🤖 AI Summary
Existing evaluations of Java test-generation tools rely on narrow, single-dimensional metrics, limiting insights into their practical utility. Method: This study systematically assesses EVOFUZZ, EVOSUITE, BBC, and RANDOOP across 55 real-world cross-project classes, introducing the first three-dimensional evaluation framework integrating code coverage, mutation coverage, and natural-language-inspired readability—quantified via syntactic complexity and identifier naming quality. A standardized benchmark suite is constructed, and evaluation combines static analysis, dynamic execution, and readability modeling.

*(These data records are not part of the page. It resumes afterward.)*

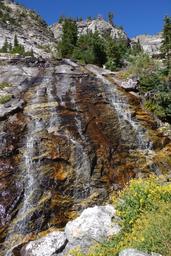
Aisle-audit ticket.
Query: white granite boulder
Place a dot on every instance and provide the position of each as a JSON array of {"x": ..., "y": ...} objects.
[{"x": 94, "y": 224}]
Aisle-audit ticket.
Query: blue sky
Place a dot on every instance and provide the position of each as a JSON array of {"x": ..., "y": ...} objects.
[{"x": 136, "y": 16}]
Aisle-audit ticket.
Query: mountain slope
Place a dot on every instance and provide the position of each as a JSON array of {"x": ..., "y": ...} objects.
[
  {"x": 31, "y": 30},
  {"x": 102, "y": 26}
]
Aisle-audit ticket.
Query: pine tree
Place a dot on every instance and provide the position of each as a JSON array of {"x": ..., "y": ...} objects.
[
  {"x": 16, "y": 43},
  {"x": 166, "y": 43},
  {"x": 110, "y": 18},
  {"x": 5, "y": 47}
]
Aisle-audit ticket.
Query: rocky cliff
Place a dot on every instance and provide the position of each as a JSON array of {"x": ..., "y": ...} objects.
[
  {"x": 150, "y": 43},
  {"x": 69, "y": 135},
  {"x": 31, "y": 30},
  {"x": 102, "y": 26}
]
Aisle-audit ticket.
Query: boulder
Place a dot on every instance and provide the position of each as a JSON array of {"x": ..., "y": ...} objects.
[
  {"x": 134, "y": 252},
  {"x": 54, "y": 242},
  {"x": 94, "y": 224}
]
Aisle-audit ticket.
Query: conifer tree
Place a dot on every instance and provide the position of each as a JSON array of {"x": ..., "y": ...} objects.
[
  {"x": 166, "y": 43},
  {"x": 110, "y": 18}
]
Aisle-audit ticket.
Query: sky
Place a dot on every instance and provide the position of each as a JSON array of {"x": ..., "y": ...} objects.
[{"x": 135, "y": 16}]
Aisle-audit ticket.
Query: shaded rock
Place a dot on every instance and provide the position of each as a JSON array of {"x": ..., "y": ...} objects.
[
  {"x": 46, "y": 246},
  {"x": 30, "y": 28},
  {"x": 134, "y": 252},
  {"x": 12, "y": 107},
  {"x": 93, "y": 224},
  {"x": 150, "y": 43}
]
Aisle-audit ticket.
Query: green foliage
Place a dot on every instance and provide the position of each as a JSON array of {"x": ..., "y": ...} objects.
[
  {"x": 136, "y": 49},
  {"x": 110, "y": 18},
  {"x": 166, "y": 44},
  {"x": 115, "y": 52},
  {"x": 5, "y": 98},
  {"x": 4, "y": 85},
  {"x": 61, "y": 19},
  {"x": 144, "y": 208},
  {"x": 17, "y": 48},
  {"x": 90, "y": 49},
  {"x": 69, "y": 38},
  {"x": 89, "y": 18},
  {"x": 149, "y": 82}
]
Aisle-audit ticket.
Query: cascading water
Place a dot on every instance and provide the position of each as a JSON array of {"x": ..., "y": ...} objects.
[{"x": 124, "y": 113}]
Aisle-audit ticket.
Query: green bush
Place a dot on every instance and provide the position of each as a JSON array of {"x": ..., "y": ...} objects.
[
  {"x": 4, "y": 85},
  {"x": 144, "y": 208},
  {"x": 4, "y": 99}
]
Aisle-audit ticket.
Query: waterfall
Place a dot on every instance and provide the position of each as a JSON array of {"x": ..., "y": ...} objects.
[{"x": 120, "y": 103}]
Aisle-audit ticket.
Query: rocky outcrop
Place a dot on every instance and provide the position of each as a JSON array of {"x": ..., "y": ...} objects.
[
  {"x": 77, "y": 137},
  {"x": 150, "y": 43},
  {"x": 94, "y": 225},
  {"x": 32, "y": 32},
  {"x": 102, "y": 26},
  {"x": 134, "y": 252}
]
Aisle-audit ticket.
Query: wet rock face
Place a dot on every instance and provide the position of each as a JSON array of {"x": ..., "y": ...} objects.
[
  {"x": 46, "y": 246},
  {"x": 134, "y": 252},
  {"x": 76, "y": 138}
]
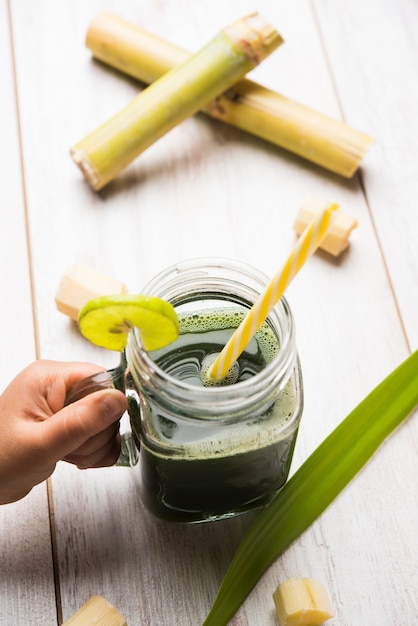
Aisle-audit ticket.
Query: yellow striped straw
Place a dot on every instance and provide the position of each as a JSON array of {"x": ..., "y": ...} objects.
[{"x": 305, "y": 247}]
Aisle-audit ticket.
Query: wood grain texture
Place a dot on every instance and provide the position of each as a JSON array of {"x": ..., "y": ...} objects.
[
  {"x": 27, "y": 591},
  {"x": 208, "y": 189}
]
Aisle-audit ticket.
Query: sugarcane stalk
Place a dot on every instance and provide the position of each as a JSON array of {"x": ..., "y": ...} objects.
[
  {"x": 178, "y": 94},
  {"x": 323, "y": 140}
]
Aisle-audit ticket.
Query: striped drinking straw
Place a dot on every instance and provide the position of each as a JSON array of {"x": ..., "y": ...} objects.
[{"x": 305, "y": 247}]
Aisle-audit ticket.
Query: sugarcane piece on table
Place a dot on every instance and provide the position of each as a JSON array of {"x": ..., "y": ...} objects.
[
  {"x": 337, "y": 238},
  {"x": 81, "y": 283},
  {"x": 325, "y": 141},
  {"x": 178, "y": 94}
]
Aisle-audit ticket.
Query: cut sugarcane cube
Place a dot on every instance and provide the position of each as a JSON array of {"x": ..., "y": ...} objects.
[
  {"x": 82, "y": 283},
  {"x": 302, "y": 602},
  {"x": 336, "y": 240}
]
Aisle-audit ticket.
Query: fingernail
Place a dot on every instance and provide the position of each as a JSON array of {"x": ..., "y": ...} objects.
[{"x": 115, "y": 405}]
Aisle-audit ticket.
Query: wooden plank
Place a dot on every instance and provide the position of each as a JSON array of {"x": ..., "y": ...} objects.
[
  {"x": 206, "y": 189},
  {"x": 27, "y": 593},
  {"x": 374, "y": 64}
]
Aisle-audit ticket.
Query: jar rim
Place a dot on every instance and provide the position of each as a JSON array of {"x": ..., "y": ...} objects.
[{"x": 185, "y": 273}]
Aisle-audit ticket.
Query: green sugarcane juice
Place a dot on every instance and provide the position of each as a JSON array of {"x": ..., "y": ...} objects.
[{"x": 194, "y": 468}]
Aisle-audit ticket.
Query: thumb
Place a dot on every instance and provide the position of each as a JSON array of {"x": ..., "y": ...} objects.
[{"x": 76, "y": 423}]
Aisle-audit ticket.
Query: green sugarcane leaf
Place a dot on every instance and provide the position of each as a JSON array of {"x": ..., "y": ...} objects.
[{"x": 315, "y": 485}]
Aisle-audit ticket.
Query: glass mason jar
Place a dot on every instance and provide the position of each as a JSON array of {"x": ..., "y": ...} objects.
[{"x": 210, "y": 452}]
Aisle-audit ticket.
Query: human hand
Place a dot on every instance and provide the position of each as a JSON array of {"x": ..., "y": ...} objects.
[{"x": 36, "y": 430}]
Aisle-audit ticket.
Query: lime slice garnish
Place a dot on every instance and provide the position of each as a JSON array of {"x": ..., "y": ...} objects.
[{"x": 106, "y": 321}]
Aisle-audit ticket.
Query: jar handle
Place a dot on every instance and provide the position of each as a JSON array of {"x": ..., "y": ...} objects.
[{"x": 109, "y": 379}]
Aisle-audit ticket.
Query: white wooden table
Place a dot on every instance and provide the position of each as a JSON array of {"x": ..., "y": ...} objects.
[{"x": 207, "y": 189}]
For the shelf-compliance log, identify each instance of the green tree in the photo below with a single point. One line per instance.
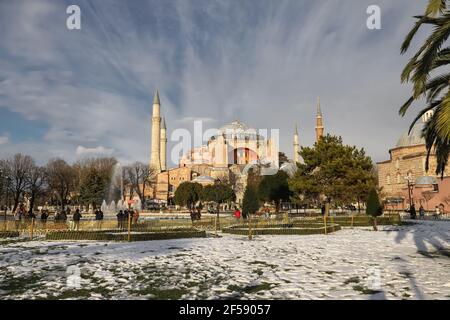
(373, 207)
(250, 203)
(428, 71)
(274, 188)
(342, 173)
(188, 194)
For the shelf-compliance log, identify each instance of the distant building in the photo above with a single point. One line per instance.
(226, 156)
(407, 162)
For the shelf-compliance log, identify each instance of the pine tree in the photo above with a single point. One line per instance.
(373, 207)
(250, 203)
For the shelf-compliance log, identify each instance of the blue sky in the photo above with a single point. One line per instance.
(73, 93)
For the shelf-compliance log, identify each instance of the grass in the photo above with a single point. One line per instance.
(352, 280)
(251, 289)
(18, 285)
(365, 290)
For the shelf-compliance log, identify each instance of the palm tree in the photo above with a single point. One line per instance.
(432, 57)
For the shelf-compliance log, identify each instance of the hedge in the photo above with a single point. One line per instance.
(283, 231)
(9, 234)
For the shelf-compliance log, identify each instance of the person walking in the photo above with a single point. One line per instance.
(412, 212)
(76, 220)
(422, 213)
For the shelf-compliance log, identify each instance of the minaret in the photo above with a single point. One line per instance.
(319, 122)
(296, 146)
(155, 161)
(163, 145)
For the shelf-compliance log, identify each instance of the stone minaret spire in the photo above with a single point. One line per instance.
(155, 161)
(163, 146)
(319, 122)
(296, 146)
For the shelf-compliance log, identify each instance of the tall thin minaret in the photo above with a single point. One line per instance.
(296, 146)
(155, 160)
(319, 122)
(163, 145)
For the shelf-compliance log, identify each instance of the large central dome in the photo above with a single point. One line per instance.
(414, 138)
(236, 125)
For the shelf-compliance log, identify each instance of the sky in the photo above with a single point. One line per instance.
(89, 92)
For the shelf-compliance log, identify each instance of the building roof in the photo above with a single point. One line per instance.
(412, 139)
(289, 167)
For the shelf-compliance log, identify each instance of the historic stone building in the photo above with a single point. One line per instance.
(227, 156)
(403, 177)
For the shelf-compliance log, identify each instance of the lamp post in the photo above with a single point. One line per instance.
(2, 184)
(410, 186)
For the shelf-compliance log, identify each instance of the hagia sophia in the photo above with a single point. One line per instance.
(403, 179)
(225, 157)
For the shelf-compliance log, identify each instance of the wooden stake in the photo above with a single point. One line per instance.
(32, 228)
(129, 227)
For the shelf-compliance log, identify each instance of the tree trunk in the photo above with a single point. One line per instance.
(32, 200)
(375, 227)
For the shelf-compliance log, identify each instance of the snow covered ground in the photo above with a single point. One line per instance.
(406, 262)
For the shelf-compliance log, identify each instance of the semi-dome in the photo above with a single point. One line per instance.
(239, 130)
(412, 139)
(235, 125)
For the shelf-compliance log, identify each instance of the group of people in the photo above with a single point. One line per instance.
(439, 211)
(124, 215)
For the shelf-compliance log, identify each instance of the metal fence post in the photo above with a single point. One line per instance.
(250, 237)
(31, 228)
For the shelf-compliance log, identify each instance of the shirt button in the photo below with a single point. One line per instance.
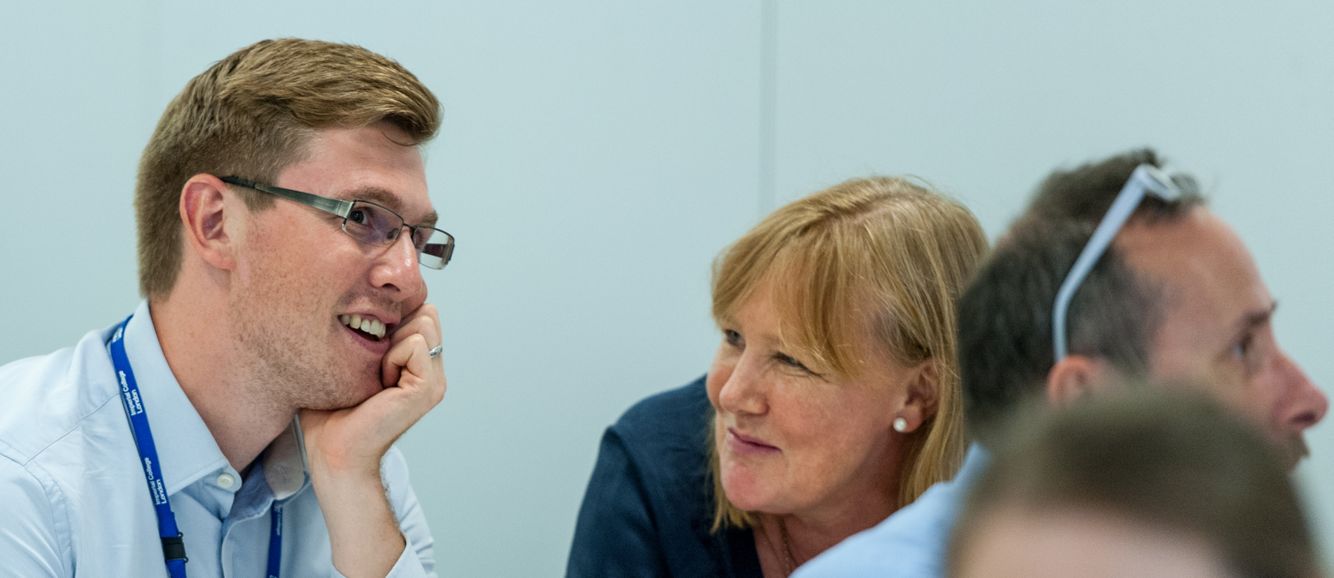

Contribution/Results: Empirical results reveal systematic trade-offs between coverage and maintainability: EVOFUZZ achieves +12.3% average mutation coverage over baselines, while RANDOOP produces the most readable test cases. The framework provides actionable, evidence-based guidance for industrial test-tool selection and advances methodology for holistic test-generation assessment.
📝 Abstract
This short report presents the 2025 edition of the Java Unit Testing Competition in which four test generation tools (EVOFUZZ, EVOSUITE, BBC, and RANDOOP) were benchmarked on a freshly selected set of 55 Java classes from six different open source projects. The benchmarking was based on structural metrics, such as code and mutation coverage of the classes under test, as well as on the readability of the generated test cases.